Harper looked stricken, a wild glare in his eye, almost demented, glancing this way and that as if searching for a better reality. But for him that was just one where Stark wasn’t stealing the glory, and to hell with any other considerations …
Disgusted, Fran turned away to watch her friend die.
81
‘Beg!’ sneered Kirsch.
Stark stared down the quivering barrel. ‘No.’
‘I’ll kill you.’
‘You’ll kill me anyway.’
‘Maybe I’ll let you live to tell my story.’
‘Great idea,’ scoffed Stark. ‘Shouldn’t take too long to tell the world what a loser you were right to the end.’
Kirsch thrust the pistol forward again. ‘You think you’re funny?’
‘I’m not the one standing there in surplus camouflage with guns you had to buy online; pretending to be a soldier when everyone knows you’re defective. Real men earn their ink,’ sneered Stark scornfully. ‘The Légion Étrangère threw you back like a minnow and that tornado on your arm might as well be a steaming turd. Soldiering, biker gangs, cage fighting, your gypsy mother, it’s all bullshit. The best thing I could say about you is that you’re a lousy fucking shot.’
Kirsch’s anger flared visibly. ‘Couldn’t catch me in the woods, though, could you, war hero? I know w
ho you are. Who’s the better soldier now, eh? Get up on your knees, war hero. It’s time to beg for my mercy.’

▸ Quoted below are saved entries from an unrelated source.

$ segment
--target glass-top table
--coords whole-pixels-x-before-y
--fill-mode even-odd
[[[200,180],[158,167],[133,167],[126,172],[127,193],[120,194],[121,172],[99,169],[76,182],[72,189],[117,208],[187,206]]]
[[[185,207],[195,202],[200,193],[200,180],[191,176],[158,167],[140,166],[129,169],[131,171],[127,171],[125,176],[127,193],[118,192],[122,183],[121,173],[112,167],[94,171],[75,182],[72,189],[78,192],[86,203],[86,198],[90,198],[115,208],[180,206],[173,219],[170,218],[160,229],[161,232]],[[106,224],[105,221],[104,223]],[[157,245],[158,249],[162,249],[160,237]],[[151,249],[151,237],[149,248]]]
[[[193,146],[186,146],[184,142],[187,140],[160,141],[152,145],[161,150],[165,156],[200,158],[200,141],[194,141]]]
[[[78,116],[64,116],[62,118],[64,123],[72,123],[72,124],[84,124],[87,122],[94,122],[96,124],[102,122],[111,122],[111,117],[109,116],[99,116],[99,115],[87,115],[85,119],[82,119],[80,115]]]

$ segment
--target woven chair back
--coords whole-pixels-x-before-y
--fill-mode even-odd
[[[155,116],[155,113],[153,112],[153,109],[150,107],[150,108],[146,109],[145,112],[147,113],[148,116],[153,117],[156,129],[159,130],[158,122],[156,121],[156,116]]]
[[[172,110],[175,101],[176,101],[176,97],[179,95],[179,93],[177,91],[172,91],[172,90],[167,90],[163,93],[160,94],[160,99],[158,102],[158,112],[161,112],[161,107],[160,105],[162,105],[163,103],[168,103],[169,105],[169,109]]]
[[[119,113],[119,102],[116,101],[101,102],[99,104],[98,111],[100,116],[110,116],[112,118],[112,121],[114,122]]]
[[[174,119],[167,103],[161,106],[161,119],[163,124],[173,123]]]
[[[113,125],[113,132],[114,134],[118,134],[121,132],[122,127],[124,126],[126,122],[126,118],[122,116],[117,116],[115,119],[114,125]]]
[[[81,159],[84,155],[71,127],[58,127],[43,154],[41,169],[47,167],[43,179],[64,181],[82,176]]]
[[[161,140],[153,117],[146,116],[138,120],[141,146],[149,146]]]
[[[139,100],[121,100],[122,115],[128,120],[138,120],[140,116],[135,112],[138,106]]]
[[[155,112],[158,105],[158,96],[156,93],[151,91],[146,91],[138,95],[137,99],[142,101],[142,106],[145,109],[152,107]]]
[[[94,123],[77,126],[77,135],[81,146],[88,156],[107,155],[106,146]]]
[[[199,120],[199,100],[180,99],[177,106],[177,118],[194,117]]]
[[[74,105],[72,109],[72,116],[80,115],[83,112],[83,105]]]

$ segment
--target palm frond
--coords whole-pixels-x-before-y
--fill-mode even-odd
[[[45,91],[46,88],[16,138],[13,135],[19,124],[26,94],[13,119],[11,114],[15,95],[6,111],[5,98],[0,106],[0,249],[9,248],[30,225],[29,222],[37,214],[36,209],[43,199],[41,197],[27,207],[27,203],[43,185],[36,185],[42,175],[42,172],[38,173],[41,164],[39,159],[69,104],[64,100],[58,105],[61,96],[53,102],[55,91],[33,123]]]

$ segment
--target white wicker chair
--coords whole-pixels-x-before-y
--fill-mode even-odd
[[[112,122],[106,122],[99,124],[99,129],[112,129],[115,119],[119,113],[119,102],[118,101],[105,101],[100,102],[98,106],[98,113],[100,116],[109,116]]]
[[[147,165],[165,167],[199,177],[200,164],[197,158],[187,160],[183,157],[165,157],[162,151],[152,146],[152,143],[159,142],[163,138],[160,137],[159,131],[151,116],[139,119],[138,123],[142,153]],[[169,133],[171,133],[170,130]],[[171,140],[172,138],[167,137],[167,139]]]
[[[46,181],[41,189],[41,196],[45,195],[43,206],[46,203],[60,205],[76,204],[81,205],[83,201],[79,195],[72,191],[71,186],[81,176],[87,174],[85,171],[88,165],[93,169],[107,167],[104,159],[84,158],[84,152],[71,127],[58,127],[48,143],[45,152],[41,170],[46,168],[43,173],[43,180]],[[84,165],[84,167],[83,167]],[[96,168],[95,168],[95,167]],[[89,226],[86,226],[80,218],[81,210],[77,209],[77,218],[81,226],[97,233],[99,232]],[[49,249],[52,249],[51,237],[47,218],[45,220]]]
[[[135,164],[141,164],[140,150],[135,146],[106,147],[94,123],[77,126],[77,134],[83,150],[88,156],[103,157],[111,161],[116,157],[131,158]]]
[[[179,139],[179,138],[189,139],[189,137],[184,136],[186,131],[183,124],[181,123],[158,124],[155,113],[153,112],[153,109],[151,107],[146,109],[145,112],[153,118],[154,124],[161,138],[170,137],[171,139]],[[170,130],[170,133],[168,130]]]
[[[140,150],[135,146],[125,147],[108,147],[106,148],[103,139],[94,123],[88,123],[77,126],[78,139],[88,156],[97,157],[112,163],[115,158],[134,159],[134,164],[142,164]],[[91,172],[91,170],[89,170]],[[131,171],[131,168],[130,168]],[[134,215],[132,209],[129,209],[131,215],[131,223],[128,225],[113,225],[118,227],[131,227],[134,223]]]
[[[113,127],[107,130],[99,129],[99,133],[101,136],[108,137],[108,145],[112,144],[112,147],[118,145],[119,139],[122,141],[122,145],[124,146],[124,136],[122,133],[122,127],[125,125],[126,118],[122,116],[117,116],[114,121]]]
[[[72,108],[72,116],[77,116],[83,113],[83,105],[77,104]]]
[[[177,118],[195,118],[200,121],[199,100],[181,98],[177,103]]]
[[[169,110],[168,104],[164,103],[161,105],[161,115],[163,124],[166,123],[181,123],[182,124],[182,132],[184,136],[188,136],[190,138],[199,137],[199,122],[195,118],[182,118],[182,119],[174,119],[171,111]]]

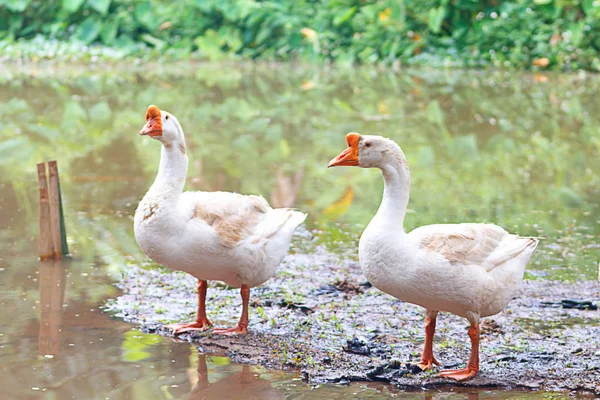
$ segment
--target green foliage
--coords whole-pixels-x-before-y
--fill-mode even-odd
[[[600,70],[599,32],[593,0],[0,0],[0,39],[148,58]]]

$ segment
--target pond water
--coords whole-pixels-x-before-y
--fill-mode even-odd
[[[412,172],[406,227],[494,222],[544,237],[526,279],[595,280],[600,78],[514,72],[181,65],[0,72],[0,387],[8,399],[522,398],[544,393],[310,388],[293,371],[142,334],[102,311],[132,263],[132,216],[159,146],[149,104],[188,142],[188,189],[260,193],[354,254],[376,171],[327,170],[349,131],[396,140]],[[39,263],[36,163],[57,159],[72,259]],[[562,396],[550,394],[551,396]]]

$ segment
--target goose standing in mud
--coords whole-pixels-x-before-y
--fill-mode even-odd
[[[246,333],[250,288],[273,276],[306,215],[273,209],[260,196],[183,193],[188,157],[177,118],[151,105],[140,135],[161,142],[162,151],[156,180],[135,212],[137,243],[157,263],[198,279],[196,321],[167,327],[175,334],[209,329],[207,280],[219,280],[241,288],[243,310],[237,326],[213,333]]]
[[[400,147],[381,136],[349,133],[348,148],[329,167],[379,168],[383,200],[359,243],[363,273],[376,288],[424,307],[425,347],[419,367],[439,365],[433,336],[439,311],[469,320],[471,357],[466,368],[441,371],[462,381],[479,371],[479,320],[499,313],[518,290],[535,238],[511,235],[492,224],[439,224],[404,232],[410,174]]]

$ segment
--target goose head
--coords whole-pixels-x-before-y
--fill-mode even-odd
[[[382,136],[346,135],[348,148],[329,162],[328,167],[380,168],[397,163],[406,164],[404,153],[394,141]]]
[[[146,125],[140,131],[140,135],[150,136],[164,145],[169,145],[182,140],[183,130],[173,114],[151,105],[146,111]]]

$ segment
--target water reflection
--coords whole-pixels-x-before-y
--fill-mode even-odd
[[[275,400],[285,399],[285,396],[273,388],[269,380],[260,377],[252,371],[249,365],[243,365],[240,372],[227,375],[224,378],[210,382],[208,365],[204,354],[198,355],[198,376],[189,396],[189,400],[204,399],[244,399]]]
[[[464,396],[463,398],[467,399],[467,400],[479,400],[479,393],[477,393],[477,392],[464,393],[463,396]],[[443,393],[443,394],[425,393],[423,395],[423,398],[425,400],[441,400],[441,399],[447,399],[449,397],[456,397],[456,395],[449,396],[448,393]]]
[[[62,260],[40,262],[40,356],[56,356],[60,351],[65,276]]]
[[[295,173],[285,174],[278,170],[271,192],[271,206],[275,208],[296,207],[296,199],[302,187],[304,168],[300,167]]]

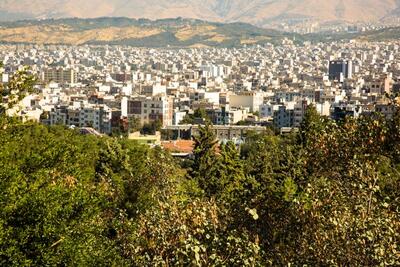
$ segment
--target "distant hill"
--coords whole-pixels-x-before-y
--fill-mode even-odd
[[[355,33],[313,33],[302,36],[303,40],[315,42],[359,40],[359,41],[392,41],[400,39],[400,27],[390,27]]]
[[[358,39],[367,41],[399,40],[400,27],[386,28],[359,34]]]
[[[115,17],[196,18],[268,26],[281,21],[373,22],[398,17],[398,0],[2,0],[15,19]],[[9,20],[10,16],[0,16]]]
[[[49,19],[3,22],[0,42],[33,44],[111,44],[143,47],[234,47],[300,39],[294,34],[246,23],[215,23],[194,19]]]

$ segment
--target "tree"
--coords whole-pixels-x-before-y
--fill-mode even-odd
[[[319,133],[322,127],[322,118],[314,105],[309,105],[304,113],[303,121],[300,124],[300,142],[306,145],[312,142],[312,138]]]
[[[212,125],[206,124],[199,127],[197,136],[193,136],[195,142],[193,149],[193,164],[191,167],[191,176],[199,182],[201,189],[206,194],[210,194],[208,184],[216,177],[213,174],[214,164],[216,162],[217,140],[212,130]]]
[[[211,119],[204,108],[198,108],[193,114],[186,114],[180,124],[195,124],[196,120],[203,120],[205,124],[210,124]]]
[[[400,108],[397,103],[395,113],[388,122],[388,138],[386,139],[386,148],[391,151],[391,155],[397,164],[400,163]]]
[[[236,125],[252,125],[251,121],[241,120],[236,123]]]
[[[221,145],[221,152],[214,166],[217,180],[214,183],[210,181],[209,184],[214,188],[214,193],[226,203],[241,199],[246,176],[240,154],[233,142]]]
[[[162,127],[162,122],[160,120],[152,121],[151,123],[145,123],[140,130],[142,134],[154,135],[156,132],[160,131]]]
[[[123,264],[108,236],[118,215],[93,179],[97,141],[34,123],[0,130],[0,265]]]
[[[229,228],[212,200],[163,202],[138,224],[128,256],[137,266],[256,266],[263,264],[256,238]]]
[[[128,132],[133,133],[139,131],[141,128],[140,119],[136,117],[128,118]]]
[[[0,70],[2,67],[0,62]],[[0,105],[0,115],[14,108],[26,95],[32,93],[35,83],[36,78],[30,74],[29,68],[25,67],[14,73],[6,85],[0,85],[0,96],[5,99],[5,103]]]

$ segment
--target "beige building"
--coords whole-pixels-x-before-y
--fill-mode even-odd
[[[76,83],[77,74],[73,69],[47,68],[42,72],[42,80],[46,83],[56,82],[60,84],[71,84]]]
[[[250,112],[259,111],[264,102],[264,94],[261,92],[241,92],[229,96],[229,104],[232,108],[249,108]]]
[[[160,121],[163,127],[172,125],[173,99],[164,94],[124,98],[121,109],[123,116],[138,118],[142,125],[156,121]]]

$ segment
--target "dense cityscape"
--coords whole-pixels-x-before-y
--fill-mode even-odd
[[[158,130],[174,132],[168,138],[184,138],[178,131],[192,127],[180,125],[196,124],[187,119],[202,110],[221,126],[220,141],[240,143],[259,126],[296,130],[310,104],[335,120],[374,112],[391,118],[388,96],[400,90],[398,42],[295,45],[286,39],[232,49],[3,45],[0,60],[3,82],[24,66],[39,81],[36,93],[9,112],[108,135],[127,132],[134,120],[136,128],[158,123]]]
[[[0,1],[0,266],[400,266],[399,10]]]

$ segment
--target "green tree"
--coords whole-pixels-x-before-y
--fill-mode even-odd
[[[263,265],[257,239],[230,229],[226,215],[212,200],[160,202],[140,219],[127,254],[138,266]]]
[[[198,108],[193,114],[186,114],[180,124],[195,124],[196,120],[203,120],[205,124],[211,123],[211,119],[207,115],[207,111],[204,108]]]
[[[0,70],[2,67],[0,62]],[[1,84],[0,96],[5,102],[0,105],[0,115],[14,108],[25,96],[32,93],[35,83],[36,78],[29,72],[29,68],[25,67],[14,73],[7,84]]]
[[[195,145],[191,176],[198,181],[200,188],[210,195],[208,185],[210,181],[216,179],[213,167],[216,162],[216,145],[218,143],[212,125],[200,126],[199,133],[197,136],[193,136],[193,140]]]
[[[137,132],[141,129],[140,119],[136,117],[129,117],[128,118],[128,132],[133,133]]]
[[[314,105],[309,105],[304,113],[303,121],[300,124],[300,142],[306,145],[307,142],[312,142],[316,134],[321,131],[323,120],[318,114]]]
[[[142,134],[154,135],[162,128],[162,122],[160,120],[153,121],[151,123],[145,123],[140,130]]]
[[[108,237],[117,216],[93,179],[97,140],[9,124],[0,146],[0,265],[122,264]]]
[[[249,204],[249,190],[256,185],[253,177],[245,175],[244,162],[233,142],[221,145],[213,168],[215,181],[210,181],[208,192],[228,208],[244,211]]]

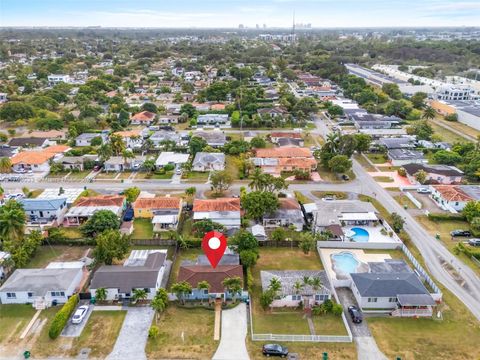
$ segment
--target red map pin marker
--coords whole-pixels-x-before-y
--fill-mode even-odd
[[[209,231],[202,240],[202,249],[215,269],[227,248],[227,237],[218,231]]]

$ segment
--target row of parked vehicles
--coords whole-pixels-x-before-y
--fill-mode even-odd
[[[472,236],[472,233],[469,230],[457,229],[457,230],[451,231],[450,236],[451,237],[470,237]],[[480,246],[480,239],[478,238],[468,239],[468,244],[471,246]]]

‘Mercy?’ Stark laughed bitterly, creaking up on to one knee. ‘You don’t have the heart.’
‘I’M ALL FUCKING HEART!’ Kirsch exploded, waving the gun like a lunatic. ‘I’m all fucking heart! And they took it! They crushed it and laughed! Pretending to care as they crushed and stamped and laughed behind my back!’
‘Oh boo-fucking-hoo!’ mocked Stark, disgusted. Bloke Rule One – no sympathy. But Simon wasn’t a man; he was an amoral, selfish child. Instead of taking his pain he’d pushed it on to others, inflicting exponential horror on strangers to eclipse his own humiliation. ‘Look at you. Headline for a day; the fetid arsehole with a gun and nothing to say. You’re pathetic. Just another snivelling shit failing to compensate for life without love. The only person who ever loved you was your mother, and only because that’s what mothers do.’ Stark was pushing every button he could think of. ‘And even she turned on you in the end.’
‘Leave my mother out of it!’ Kirsch growled threateningly.
‘She knew you’d kill her for it. I saw it in her eyes. She knew that bullet was coming, but she was just too tired of being scared of you, too tired of hating you.’
‘I said shut up!’
‘You blew her brains out and left her cooling in the woods for the bugs and crows.’ Stark braced himself. ‘Right where you left Kimberly for the worms.’
With a guttural growl Kirsch took a stride forward, thrusting the oversized pistol in Stark’s face.
Stark jerked his head aside, reaching for the gun and twisting. His posture was all wrong for a disarm, he stood no chance of taking the gun, but he had the satisfaction of hearing a snap and Kirsch’s howl of pain.
Let’s see how good your rifle aim is with a broken trigger finger, arsehole, he thought with vicious triumph. Short-lived, of course. Victories, however small, always came at a price. Overbalanced on hands and knees, he was wide open.